Here are some exterior shots of our house in Oberlin. Click on the picture to get a full-sized image.

House exterior

Exterior view from the north side of the building (Elm Street). The picture is kind of dark, but it looks like I'm goofing around with the front door or something. I didn't get around to carving our pumpkins this year. Pathetic, I know.

Photo by Batman, 12 Nov 2002.

House exterior

View from the northwest. You can see some structural bracing in the corner of the porch from the in-progress porch repair. (That will have its own web page.) That's also why there is lattice-work resting against the foundation.

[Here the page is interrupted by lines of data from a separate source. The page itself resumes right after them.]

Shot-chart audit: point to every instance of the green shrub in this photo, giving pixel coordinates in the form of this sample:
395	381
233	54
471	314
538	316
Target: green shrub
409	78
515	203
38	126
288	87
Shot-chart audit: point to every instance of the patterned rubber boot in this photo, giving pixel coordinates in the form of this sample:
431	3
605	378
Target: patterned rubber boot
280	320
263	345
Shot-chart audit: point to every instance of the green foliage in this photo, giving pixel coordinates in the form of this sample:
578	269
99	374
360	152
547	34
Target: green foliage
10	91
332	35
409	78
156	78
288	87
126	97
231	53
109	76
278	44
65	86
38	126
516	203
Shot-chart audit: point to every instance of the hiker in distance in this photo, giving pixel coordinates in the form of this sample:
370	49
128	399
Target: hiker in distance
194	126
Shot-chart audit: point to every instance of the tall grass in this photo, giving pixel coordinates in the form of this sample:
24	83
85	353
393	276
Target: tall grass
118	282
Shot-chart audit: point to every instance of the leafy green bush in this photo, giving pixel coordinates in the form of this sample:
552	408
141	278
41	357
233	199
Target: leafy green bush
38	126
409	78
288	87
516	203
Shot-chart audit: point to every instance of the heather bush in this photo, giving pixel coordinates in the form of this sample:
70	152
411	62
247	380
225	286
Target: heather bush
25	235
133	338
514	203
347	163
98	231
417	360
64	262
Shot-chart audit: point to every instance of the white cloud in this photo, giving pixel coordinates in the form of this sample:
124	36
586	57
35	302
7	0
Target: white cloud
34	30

A fun thing to notice: the short, horizontal window on the second floor (partially obstructed by the tree) is actually in front of a brick chimney, so it doesn't exist inside. Similarly, the right-hand quarter-circle window in the attic is also blocked by the chimney. They are purely decorative.

Photo by Batman, 12 Nov 2002.

House exterior

View from the northeast. This shot really shows off the "asymmetric massing" characteristic of Queen Anne Victorians. There is very little bilateral symmetry in the house; instead, many of the house structures come in threes, usually three parts of unequal size or shape. This is angle provides by far the fanciest views of the house. (It's the side visible when walking to the house from downtown Oberlin.)

This photo also shows one of our three monster maple trees. Unfortunately they are monster maples with multiple trunks; this makes them considerably weaker than a tree of similar age with one trunk. We had a lot of work done on this one in the winter of 2000-2001; hopefully it will be a little more stable now.

Photo by Batman, 12 Nov 2002.

House exterior

Another shot from the same angle, a little further back.

There are two young ash trees on our treelawn. (I'd never heard the term "treelawn" until I moved to Ohio. It's the strip of land between the sidewalk and the street.) By stroke of luck, the electric power lines run behind our house, rather than above the treelawn as they are sited on the other blocks of Elm Street. Due to the neverending war between the power company and the trees, most of the trees on Elm Street are looking pretty sad these days. Things are only going to get uglier as the oldest trees (which are older than the power lines, and therefore above the fray) die off.

Anyway, we have these two ash trees which are growing quite fast. I believe they are pumpkin ashes, but ashes are notoriously difficult to identify. I finally got up the nerve to whack the lesser co-dominant trunk in the foreground ash in Jan 2002; I should have done it a year ago.

Photo by Batman, 12 Nov 2002.

House exterior

View of the house from the south. It's interesting that the southern exposure has so few windows compared with the northern exposure. Of course a big part of this is that the north side of the house is the formal, street-side of the house while the back is, well, the back. But one has to wonder if the overall Victorian penchant for the dark (dark wood, dark wallpaper, dark trim paint) extended to window layout also.

It must be said that those north-facing windows really do have the gentle, indirect "writer's light" that would probably be a lot better for my computer-programming needs than the south facing window I set up next to.

Photo by Batman, 12 Nov 2002.

House exterior

Another view from the southeast. It'll be fun to compare this with another shot in a few years, after the various trees and shrubs we've planted have grown in a bit.